Sosyal anksiyete, sosyal ortamlarda bulunma sırasında başkalarının kendisini olumsuz değerlendirmesinden yoğun şekilde kaygılanma, bu korkulardan kaçınma olarak tanımlanabilir. Buna sosyal fobi tanımlaması da yapılabilir. Kişideki korkuların çok sayıda toplumsal durumları kapsaması halinde yaygın tip olarak, belli başlı durumları kapsaması yani konuşma yapma, yemek yeme gibi belirli durumları kapsadığında yaygın olmayan tip olarak sınıflandırılır.
Sosyal anksiyete bozukluğunun yaşam boyu % 2-13 oranında görülme olasılığı
vardır. Toplumda en yaygın görülen psikiyatrik rahatsızlıklar arasındadır.
Yapılan bir araştırmada ülkemizdeki üniversite öğrencileri arasında % 24
oranında sosyal anksiyete varlığı belirlenmiştir.
Sosyal anksiyete kimleri etkiler?
Sosyal anksiyete bozukluğunun başlama yaşı tiplerine göre farklılık
göstermekle birlikte, erken ya da geç ergenlik döneminde başlar. Yani kişilerde 10-17 yaşları arasında etkili olabilir. Özellikle
hiç evlenmemiş, maddi ve sosyal konumu yetersiz olan, eğitimi yetersiz
olan, işsiz kişilerde sosyal anksiyete daha fazla görülmektedir. Aynı
zamanda rahatsızlığın erken aşamasında toplum içine yeteri kadar çıkamamak
ta risk faktörleri arasında yer alır. Bu rahatsızlığın oluşmasında genetik
etkenlerden ziyade, çocukların yetiştirme tarzı, ebeveyn modeli, ailenin
başkalarıyla fazla görüşmemesi gibi etkenler rol oynar. Çocukluk döneminde
çok çekingen olan kişilerde ilerleyen dönemde sosyal anksiyete gelişim
riski fazla olur.
Sosyal anksiyete çekingenlik olarak tanımlanabilir mi?
Toplum içinde konuşma sırasında, sosyal ortamlara girdiğinde kendini ifade
edebilme sırasında kişilerde çekingenlik görülebilir. Bunların çoğu
hastalığın kapsamına girmez. Bazen bu durumlar örneğin yeni bir işe başlama
sırasında kişinin işi yapamadığımda rezil olur muyum diye düşünmesi, onun
motive olmasını daha başarılı olmasını sağlayabilir.

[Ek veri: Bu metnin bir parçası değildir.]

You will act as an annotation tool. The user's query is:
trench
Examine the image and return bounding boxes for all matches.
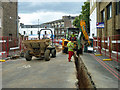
[74,55,96,90]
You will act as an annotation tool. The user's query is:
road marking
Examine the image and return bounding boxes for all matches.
[17,65,31,69]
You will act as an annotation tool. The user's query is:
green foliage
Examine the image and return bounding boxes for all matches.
[73,2,90,33]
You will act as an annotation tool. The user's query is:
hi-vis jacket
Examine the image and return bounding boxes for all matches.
[67,41,74,51]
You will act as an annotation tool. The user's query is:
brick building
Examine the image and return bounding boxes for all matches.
[90,0,120,55]
[0,0,18,38]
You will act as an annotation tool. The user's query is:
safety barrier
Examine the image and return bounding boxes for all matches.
[0,36,62,59]
[93,35,120,62]
[0,36,22,59]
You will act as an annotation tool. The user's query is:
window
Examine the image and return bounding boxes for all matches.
[101,10,105,22]
[107,3,112,19]
[23,31,25,35]
[9,34,12,40]
[31,31,33,35]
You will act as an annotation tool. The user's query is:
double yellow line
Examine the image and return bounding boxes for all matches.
[0,60,5,62]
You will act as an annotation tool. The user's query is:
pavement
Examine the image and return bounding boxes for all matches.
[2,52,77,88]
[80,53,120,89]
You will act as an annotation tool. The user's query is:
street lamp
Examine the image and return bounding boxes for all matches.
[38,19,40,40]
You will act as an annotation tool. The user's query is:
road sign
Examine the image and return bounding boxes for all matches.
[96,22,104,28]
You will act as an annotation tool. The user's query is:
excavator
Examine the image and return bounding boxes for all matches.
[62,20,91,55]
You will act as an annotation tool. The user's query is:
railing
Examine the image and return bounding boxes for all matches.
[0,37,62,59]
[93,35,120,62]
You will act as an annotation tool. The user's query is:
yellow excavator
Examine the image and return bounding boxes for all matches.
[62,20,91,54]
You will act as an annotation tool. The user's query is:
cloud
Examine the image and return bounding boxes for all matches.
[19,12,79,25]
[18,2,83,14]
[18,2,83,24]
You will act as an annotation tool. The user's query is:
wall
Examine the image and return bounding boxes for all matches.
[2,2,17,37]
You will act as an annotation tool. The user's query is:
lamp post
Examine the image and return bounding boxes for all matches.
[38,19,40,40]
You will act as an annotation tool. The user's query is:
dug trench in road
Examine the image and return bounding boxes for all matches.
[2,52,77,88]
[74,52,96,90]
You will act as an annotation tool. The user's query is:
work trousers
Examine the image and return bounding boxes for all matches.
[68,51,74,62]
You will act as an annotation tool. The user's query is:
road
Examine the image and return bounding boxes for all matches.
[2,53,77,88]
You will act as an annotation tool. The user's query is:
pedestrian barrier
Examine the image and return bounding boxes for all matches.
[0,36,61,59]
[93,35,120,63]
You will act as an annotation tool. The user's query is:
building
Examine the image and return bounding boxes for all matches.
[0,0,18,55]
[0,0,18,38]
[97,0,120,38]
[21,16,75,39]
[90,0,120,53]
[41,16,75,39]
[19,25,54,40]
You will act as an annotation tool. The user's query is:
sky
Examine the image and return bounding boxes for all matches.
[18,1,84,25]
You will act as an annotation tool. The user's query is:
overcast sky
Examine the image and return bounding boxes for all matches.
[18,2,84,24]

Bu nedenle çekingenlik sosyal anksiyete olarak kabul edilmemelidir. Sosyal
anksiyete kişide korkuyla birlikte kaçınma duygusunun yaşanması halinde söz
konusu olur. Bunun dışında kaçınma olmadığında, kişinin kendini bu duruma
katlanmak için zorlaması da sosyal anksiyete varlığını ifade
eder.
Sosyal anksiyete hastaları korkularının çok fazla olduğunun, anlamsız
olduğunun bilincindedir. Zaten gerçekten korku duyulacak anlamlı bir olgu
bulunuyorsa, bu sosyal anksiyete olmaz. Yani dersine çalışmamış bir
öğrencinin mülakata çağırılacağından korkması daha farklıdır.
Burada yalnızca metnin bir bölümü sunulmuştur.